En effet, les produits en cause appartiennent à un secteur de marché dans lequel il est courant de créer des sous-marques, à savoir des variations de la marque principale qui incluent des motifs différents. Les fabricants des produits contestés proposent souvent leurs produits à la vente en ligne ou par l’intermédiaire de magasins sous des signes identiques ou similaires. Il est donc concevable que le public ciblé considère les produits désignés par les signes en conflit comme provenant de la même entreprise.
En outre, l’appréciation du risque de confusion implique une certaine interdépendance entre les facteurs pris en compte, et notamment la similitude des marques et celle des produits ou des services désignés. Ainsi, un faible degré de similitude entre les produits et services peut être compensé par un degré élevé de similitude entre les marques, et inversement (29/09/1998,-39/97, Canon, EU:C:1998:442, § 17).
Compte tenu de tout ce qui précède, la division d’opposition estime qu’il existe un risque de confusion sous la forme d’un risque d’association dans l’esprit du public anglophone et que, par conséquent, l’opposition est fondée sur la base de l’enregistrement de la marque de l’ Union européenne no 17 963 494. Commeindiqué ci-dessus à la section c) de la présente décision, l’existence d’un risque de confusion/d’association pour une partie seulement du public pertinent de l’Union européenne est suffisante pour rejeter la demande contestée.
Il s’ensuit que la marque contestée doit être rejetée pour tous les produits jugés identiques et au moins similaires aux produits de l’opposante.
Étant donné que l’opposition est partiellement accueillie sur la base du caractère distinctif intrinsèque de la marque antérieure, il n’est pas nécessaire d’apprécier le caractère distinctif accru de la marque de l’opposante en raison de l’usage intensif ou de la renommée revendiqués par l’opposante et par rapport à des produits identiques et au moins similaires. En effet, même dans l’hypothèse d’un caractère distinctif accru de la marque antérieure, la conclusion serait identique.
Étant donné que l’ enregistrement de la marque de l’Union européenne antérieure no 17 963 494 entraîne l’accueil de l’opposition et le rejet de la marque contestée pour l’ensemble des produits contre lesquels l’opposition était dirigée, il n’y a pas lieu d’examiner les autres droits antérieurs invoqués par l’opposante (16/09/2004, T-342/02, Moser Grupo Media, S.L., EU:T:2004:268).
FRAIS
Conformément à l’article 109, paragraphe 1, du RMUE, la partie perdante dans une procédure d’opposition doit supporter les taxes et frais exposés par l’autre partie.
La demanderesse étant la partie perdante, elle doit supporter la taxe d’opposition ainsi que les frais exposés par l’opposante aux fins de la présente procédure.
Conformément à l’article 109, paragraphe 1 et (7) du RMUE et à l’article 18, paragraphe 1, point c) i), du REMUE, les frais à payer à l’opposante sont la taxe d’opposition et les frais de représentation, qui sont fixés sur la base du taux maximal qui y est fixé.

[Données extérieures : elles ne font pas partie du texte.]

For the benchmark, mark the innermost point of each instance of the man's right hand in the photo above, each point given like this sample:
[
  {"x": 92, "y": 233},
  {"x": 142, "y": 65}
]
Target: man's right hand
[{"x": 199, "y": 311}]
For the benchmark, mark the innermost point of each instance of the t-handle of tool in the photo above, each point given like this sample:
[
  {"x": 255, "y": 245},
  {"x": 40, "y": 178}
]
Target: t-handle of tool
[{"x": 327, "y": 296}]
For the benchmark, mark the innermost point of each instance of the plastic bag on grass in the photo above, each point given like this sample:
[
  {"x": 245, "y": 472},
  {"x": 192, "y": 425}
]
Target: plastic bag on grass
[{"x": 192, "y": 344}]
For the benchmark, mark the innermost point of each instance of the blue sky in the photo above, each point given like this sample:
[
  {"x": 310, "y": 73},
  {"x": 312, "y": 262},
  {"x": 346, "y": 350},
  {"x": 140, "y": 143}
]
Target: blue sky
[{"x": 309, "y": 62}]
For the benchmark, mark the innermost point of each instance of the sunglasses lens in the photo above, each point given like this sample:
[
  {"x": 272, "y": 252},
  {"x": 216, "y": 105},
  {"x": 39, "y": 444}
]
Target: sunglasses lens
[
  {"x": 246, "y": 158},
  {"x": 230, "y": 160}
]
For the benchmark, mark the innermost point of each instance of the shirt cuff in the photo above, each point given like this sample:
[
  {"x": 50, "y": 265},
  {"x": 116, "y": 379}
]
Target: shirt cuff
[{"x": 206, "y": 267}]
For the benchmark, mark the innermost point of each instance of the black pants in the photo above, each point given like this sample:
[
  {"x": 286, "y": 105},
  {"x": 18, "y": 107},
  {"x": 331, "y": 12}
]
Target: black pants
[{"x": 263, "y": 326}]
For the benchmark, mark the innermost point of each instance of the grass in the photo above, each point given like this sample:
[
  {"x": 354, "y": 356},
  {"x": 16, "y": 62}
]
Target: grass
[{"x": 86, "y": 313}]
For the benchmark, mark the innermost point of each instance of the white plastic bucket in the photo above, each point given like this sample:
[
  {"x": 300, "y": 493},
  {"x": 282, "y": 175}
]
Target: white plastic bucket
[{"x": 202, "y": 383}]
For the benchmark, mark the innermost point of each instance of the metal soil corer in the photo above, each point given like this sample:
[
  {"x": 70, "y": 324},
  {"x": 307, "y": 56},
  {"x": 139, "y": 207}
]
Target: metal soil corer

Décision sur l’opposition no B 3 156 872 Page sur 8 8
De la division d’opposition
Aldo Blasi Monika CISZEWSKA Martin MITURA
Conformément à l’article 67 du RMUE, toute partie peut recourir contre cette décision pour autant que cette dernière n’ait pas fait droit à ses prétentions. Conformément à l’article 68 du RMUE, le recours doit être formé par écrit auprès de l’Office dans un délai de deux mois à compter du jour de la notification de la présente décision. L’acte de recours est déposé dans la langue de procédure de la décision attaquée. En outre, un mémoire exposant les motifs du recours doit être déposé par écrit dans un délai de quatre mois à compter de cette date. Le recours n’est considéré comme formé qu’après paiement de la taxe de recours d’un montant de 720 EUR.